Kevin Scott Crawford (25 April 1970 - 2 December 2013) was a scholar of William Shakespeare and Thomas Middleton and a founding member of the Palm Beach Shakespeare Festival.

==Biography==
Crawford was born in West Palm Beach, Florida, and attended Palm Beach Gardens High School. He received his BA and MA from Florida Atlantic University and his Ph.D. in Renaissance drama from the University of Alabama's Hudson Strode Program (2005), with Gary Taylor as his dissertation director. He was appointed assistant professor of English at Reinhardt University, in Waleska, Georgia in 2007. In 1990 he was co-founder of the Palm Beach Shakespeare Festival, which produced "Shakespeare by the Sea"; Crawford directed and performed at the festival annually, for 23 years, in productions of plays by Shakespeare and Middleton.

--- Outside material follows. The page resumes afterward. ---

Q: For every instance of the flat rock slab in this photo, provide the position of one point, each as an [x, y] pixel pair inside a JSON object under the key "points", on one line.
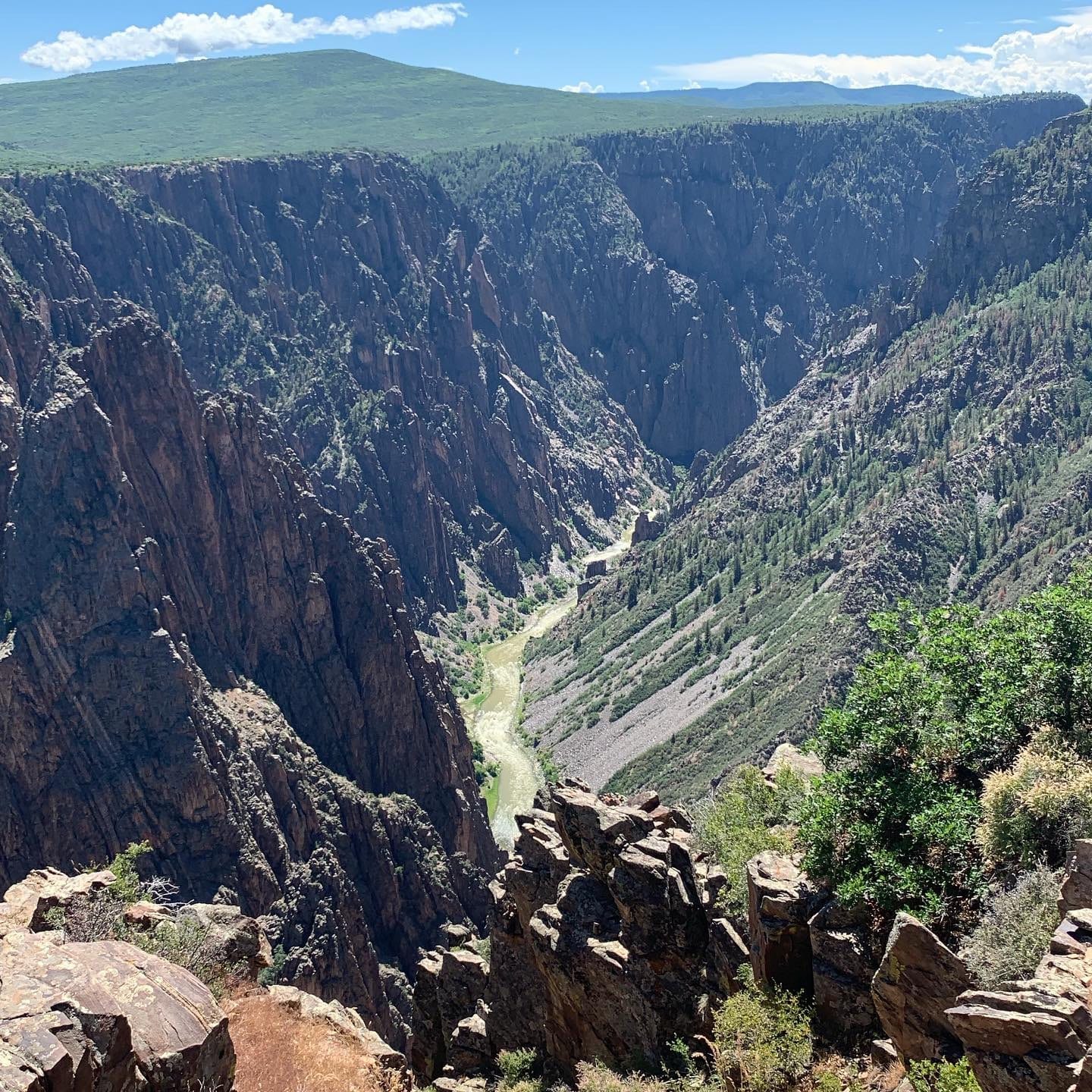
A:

He has published in Medieval and Renaissance Drama in England, Shakespeare Bulletin, and Shakespeare Yearbook, and was one of the editors for the online edition of Middleton's collected works, published by Oxford UP. In 2010, 2011 and 2012 he received faculty awards for his research and artistic performances.

Crawford died, unexpectedly, in December 2013; services were held at Reinhardt and in Stratford-upon-Avon; the Dr. Kevin Crawford Memorial Scholarship Fund was established at Reinhardt. His cause of death was liver failure.